Poems

Montreux Rotholtz: Three Poems

 

Feast Day Fair

The blue church smoked.
Stiff and blest, we shook

our cloaks out and cut
camp. It was dawn,

the sheep going left
then right in panic,

ewes trembling under
trestle tables. The feast

was spoiled—a wreck
of meat and copper.

The image of the saint
half-sunk in tallow, tilted,

and bodies, three of them,
still wearing their crusted

habits.
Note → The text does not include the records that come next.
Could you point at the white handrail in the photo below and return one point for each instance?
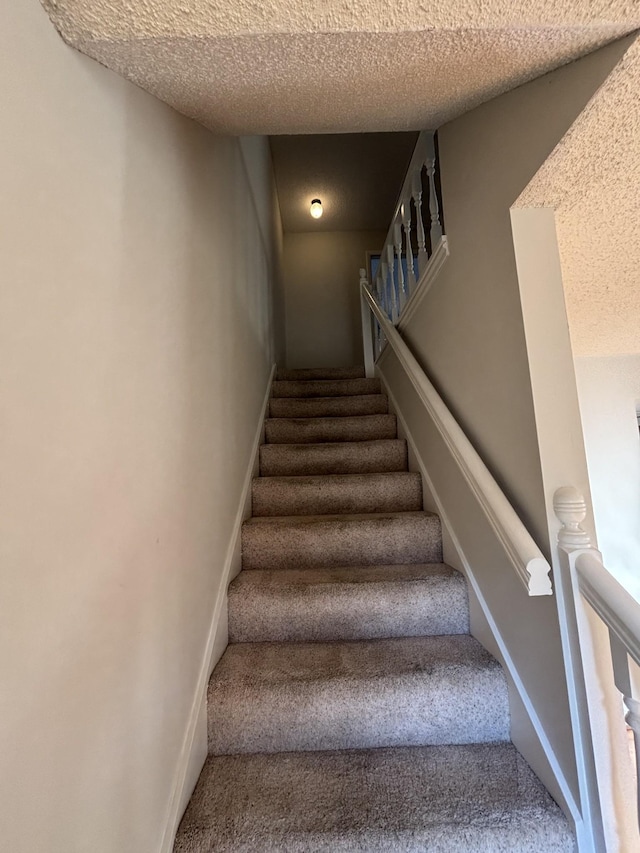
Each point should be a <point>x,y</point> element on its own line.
<point>619,611</point>
<point>393,288</point>
<point>526,558</point>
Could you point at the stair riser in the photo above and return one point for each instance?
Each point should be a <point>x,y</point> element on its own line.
<point>327,495</point>
<point>311,373</point>
<point>328,612</point>
<point>341,543</point>
<point>327,407</point>
<point>324,387</point>
<point>313,430</point>
<point>413,709</point>
<point>283,460</point>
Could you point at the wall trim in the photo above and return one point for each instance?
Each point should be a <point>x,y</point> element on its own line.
<point>430,274</point>
<point>507,660</point>
<point>179,792</point>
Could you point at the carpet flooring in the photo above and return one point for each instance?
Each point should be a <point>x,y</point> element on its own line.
<point>352,710</point>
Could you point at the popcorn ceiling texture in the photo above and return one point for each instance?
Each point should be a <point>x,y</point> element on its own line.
<point>277,67</point>
<point>592,180</point>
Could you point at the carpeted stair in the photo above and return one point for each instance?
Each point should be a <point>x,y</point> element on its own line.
<point>352,710</point>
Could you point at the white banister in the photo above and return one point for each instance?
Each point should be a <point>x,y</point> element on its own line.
<point>528,561</point>
<point>367,335</point>
<point>617,609</point>
<point>391,280</point>
<point>405,215</point>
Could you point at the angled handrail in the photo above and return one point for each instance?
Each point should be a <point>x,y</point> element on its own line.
<point>527,559</point>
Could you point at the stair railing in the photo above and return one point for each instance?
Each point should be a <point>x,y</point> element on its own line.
<point>415,236</point>
<point>592,584</point>
<point>527,559</point>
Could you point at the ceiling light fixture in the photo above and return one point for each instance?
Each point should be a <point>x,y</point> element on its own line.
<point>316,208</point>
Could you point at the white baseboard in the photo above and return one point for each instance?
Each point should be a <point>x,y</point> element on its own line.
<point>562,789</point>
<point>217,639</point>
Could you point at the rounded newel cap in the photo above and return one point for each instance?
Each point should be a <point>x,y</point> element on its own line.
<point>571,509</point>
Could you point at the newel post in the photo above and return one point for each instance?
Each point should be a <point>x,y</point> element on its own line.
<point>571,510</point>
<point>367,332</point>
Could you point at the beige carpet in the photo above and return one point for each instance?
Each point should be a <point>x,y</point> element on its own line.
<point>352,710</point>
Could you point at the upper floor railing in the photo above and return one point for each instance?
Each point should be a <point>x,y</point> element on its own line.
<point>592,584</point>
<point>415,233</point>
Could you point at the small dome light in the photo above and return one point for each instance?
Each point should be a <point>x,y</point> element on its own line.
<point>316,208</point>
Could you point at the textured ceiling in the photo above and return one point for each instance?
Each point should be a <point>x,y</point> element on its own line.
<point>592,180</point>
<point>345,172</point>
<point>278,67</point>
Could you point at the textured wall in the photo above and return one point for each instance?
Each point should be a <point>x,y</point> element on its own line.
<point>134,352</point>
<point>322,297</point>
<point>469,332</point>
<point>592,180</point>
<point>305,67</point>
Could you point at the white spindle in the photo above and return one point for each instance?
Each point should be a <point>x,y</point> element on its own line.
<point>625,673</point>
<point>392,283</point>
<point>416,192</point>
<point>436,227</point>
<point>405,215</point>
<point>386,298</point>
<point>402,290</point>
<point>367,331</point>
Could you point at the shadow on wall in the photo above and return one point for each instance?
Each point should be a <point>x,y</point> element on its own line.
<point>135,327</point>
<point>322,297</point>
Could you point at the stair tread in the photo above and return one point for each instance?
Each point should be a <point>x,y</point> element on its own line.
<point>298,541</point>
<point>377,455</point>
<point>445,799</point>
<point>281,696</point>
<point>338,493</point>
<point>270,664</point>
<point>311,373</point>
<point>348,428</point>
<point>324,387</point>
<point>322,407</point>
<point>347,603</point>
<point>344,575</point>
<point>337,518</point>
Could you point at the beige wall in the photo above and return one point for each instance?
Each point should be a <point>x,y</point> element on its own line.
<point>609,393</point>
<point>592,182</point>
<point>135,349</point>
<point>322,297</point>
<point>468,333</point>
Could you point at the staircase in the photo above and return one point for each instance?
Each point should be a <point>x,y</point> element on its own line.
<point>352,710</point>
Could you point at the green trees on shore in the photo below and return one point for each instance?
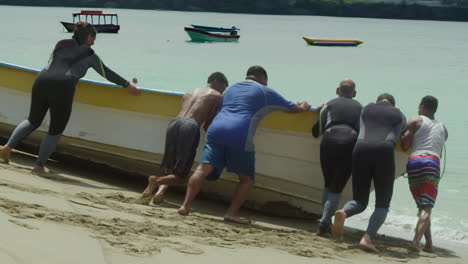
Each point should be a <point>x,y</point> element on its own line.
<point>455,10</point>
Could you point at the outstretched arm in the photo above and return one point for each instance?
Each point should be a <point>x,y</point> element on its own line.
<point>408,134</point>
<point>99,66</point>
<point>318,127</point>
<point>300,107</point>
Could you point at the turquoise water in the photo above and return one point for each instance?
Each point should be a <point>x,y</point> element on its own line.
<point>408,59</point>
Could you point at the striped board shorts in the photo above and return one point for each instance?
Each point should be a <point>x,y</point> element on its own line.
<point>423,179</point>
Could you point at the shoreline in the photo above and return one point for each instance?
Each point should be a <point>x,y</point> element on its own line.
<point>104,222</point>
<point>411,11</point>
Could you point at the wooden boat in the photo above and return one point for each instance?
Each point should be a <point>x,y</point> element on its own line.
<point>199,35</point>
<point>110,126</point>
<point>98,19</point>
<point>332,42</point>
<point>215,29</point>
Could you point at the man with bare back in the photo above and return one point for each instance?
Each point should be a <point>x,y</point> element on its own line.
<point>199,107</point>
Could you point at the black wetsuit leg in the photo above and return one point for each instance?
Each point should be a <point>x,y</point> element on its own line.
<point>336,161</point>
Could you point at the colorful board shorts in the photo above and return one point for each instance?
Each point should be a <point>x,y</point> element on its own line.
<point>423,179</point>
<point>236,161</point>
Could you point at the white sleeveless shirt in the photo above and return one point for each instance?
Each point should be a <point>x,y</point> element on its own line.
<point>429,139</point>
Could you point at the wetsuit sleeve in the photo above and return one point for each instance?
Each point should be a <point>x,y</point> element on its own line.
<point>319,126</point>
<point>273,98</point>
<point>107,73</point>
<point>402,126</point>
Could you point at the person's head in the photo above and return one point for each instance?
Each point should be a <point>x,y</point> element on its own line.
<point>386,98</point>
<point>218,81</point>
<point>84,33</point>
<point>428,105</point>
<point>346,89</point>
<point>258,74</point>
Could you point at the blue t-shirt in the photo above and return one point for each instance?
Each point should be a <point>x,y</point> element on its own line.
<point>244,106</point>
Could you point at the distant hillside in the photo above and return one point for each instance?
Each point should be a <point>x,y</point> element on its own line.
<point>450,10</point>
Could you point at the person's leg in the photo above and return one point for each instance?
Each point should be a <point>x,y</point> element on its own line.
<point>428,236</point>
<point>158,198</point>
<point>361,187</point>
<point>422,227</point>
<point>242,191</point>
<point>340,172</point>
<point>384,177</point>
<point>60,100</point>
<point>37,112</point>
<point>194,186</point>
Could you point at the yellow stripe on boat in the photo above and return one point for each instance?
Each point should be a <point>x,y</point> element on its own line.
<point>312,40</point>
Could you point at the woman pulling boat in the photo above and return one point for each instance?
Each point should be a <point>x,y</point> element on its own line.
<point>54,89</point>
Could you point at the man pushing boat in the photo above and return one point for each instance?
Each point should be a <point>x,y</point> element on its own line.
<point>230,138</point>
<point>199,107</point>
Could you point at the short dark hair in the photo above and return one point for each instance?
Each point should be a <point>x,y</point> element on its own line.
<point>219,76</point>
<point>430,103</point>
<point>82,31</point>
<point>257,71</point>
<point>347,87</point>
<point>386,97</point>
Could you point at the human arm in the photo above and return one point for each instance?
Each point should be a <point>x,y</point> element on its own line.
<point>319,125</point>
<point>213,112</point>
<point>408,134</point>
<point>111,76</point>
<point>300,107</point>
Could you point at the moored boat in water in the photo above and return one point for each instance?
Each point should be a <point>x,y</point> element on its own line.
<point>109,127</point>
<point>332,42</point>
<point>212,34</point>
<point>98,19</point>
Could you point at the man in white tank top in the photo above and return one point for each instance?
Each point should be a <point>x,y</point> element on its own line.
<point>426,137</point>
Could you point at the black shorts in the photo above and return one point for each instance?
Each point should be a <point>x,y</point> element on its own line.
<point>182,138</point>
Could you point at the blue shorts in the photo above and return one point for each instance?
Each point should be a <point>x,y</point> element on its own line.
<point>236,161</point>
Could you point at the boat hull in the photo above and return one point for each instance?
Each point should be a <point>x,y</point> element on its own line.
<point>289,179</point>
<point>332,42</point>
<point>108,28</point>
<point>203,36</point>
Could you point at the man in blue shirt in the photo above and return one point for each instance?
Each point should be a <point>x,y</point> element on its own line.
<point>230,137</point>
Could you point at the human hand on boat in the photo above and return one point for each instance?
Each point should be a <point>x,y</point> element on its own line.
<point>319,107</point>
<point>133,89</point>
<point>304,105</point>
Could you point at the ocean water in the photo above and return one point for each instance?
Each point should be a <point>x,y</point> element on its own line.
<point>408,59</point>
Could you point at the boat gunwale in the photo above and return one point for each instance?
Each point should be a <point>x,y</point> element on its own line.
<point>5,64</point>
<point>211,34</point>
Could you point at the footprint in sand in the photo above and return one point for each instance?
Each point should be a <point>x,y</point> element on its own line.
<point>18,223</point>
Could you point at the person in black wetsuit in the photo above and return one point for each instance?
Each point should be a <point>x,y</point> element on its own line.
<point>54,88</point>
<point>338,122</point>
<point>373,160</point>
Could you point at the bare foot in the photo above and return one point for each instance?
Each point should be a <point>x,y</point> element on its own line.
<point>158,198</point>
<point>148,192</point>
<point>366,245</point>
<point>414,247</point>
<point>183,211</point>
<point>338,224</point>
<point>428,249</point>
<point>41,170</point>
<point>238,220</point>
<point>5,154</point>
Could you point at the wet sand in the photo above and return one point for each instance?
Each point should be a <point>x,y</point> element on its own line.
<point>79,216</point>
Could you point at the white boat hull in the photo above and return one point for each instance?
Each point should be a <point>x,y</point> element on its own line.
<point>127,133</point>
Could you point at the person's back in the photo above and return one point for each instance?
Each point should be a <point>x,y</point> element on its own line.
<point>244,106</point>
<point>339,119</point>
<point>199,104</point>
<point>339,123</point>
<point>381,123</point>
<point>429,139</point>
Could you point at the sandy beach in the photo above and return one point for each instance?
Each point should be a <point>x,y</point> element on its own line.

The stilt-walker
swung in his tree.

Smoke Signals

Visiting ear on top, peril
watered down, of whitened form,

milieu vinegared,
shared while the lipsnatch hovers,
the promised spit of heaven.

Sugared be the beet, the red ant,
the spiked border,

and intimate the oscillating
thumped hip, feigned,
the smoke learning.

World’s Fair

In the string-light glow,
I laid provisions

on the pressure ridges
and in the dunk tank,

a steam membrane,
a giant cloud

darted with oranges.
Wild rice in the ilk.

Wind split the pavilion,
coiled the century around.

Montreux Rotholtz is the author of Unmark, selected by Mary Szybist as the winner of the 2015 Burnside Review Press Book Award. Her poems appear in Boston Review, Prelude, jubilat, Lana Turner, Fence, and elsewhere. She lives in Seattle.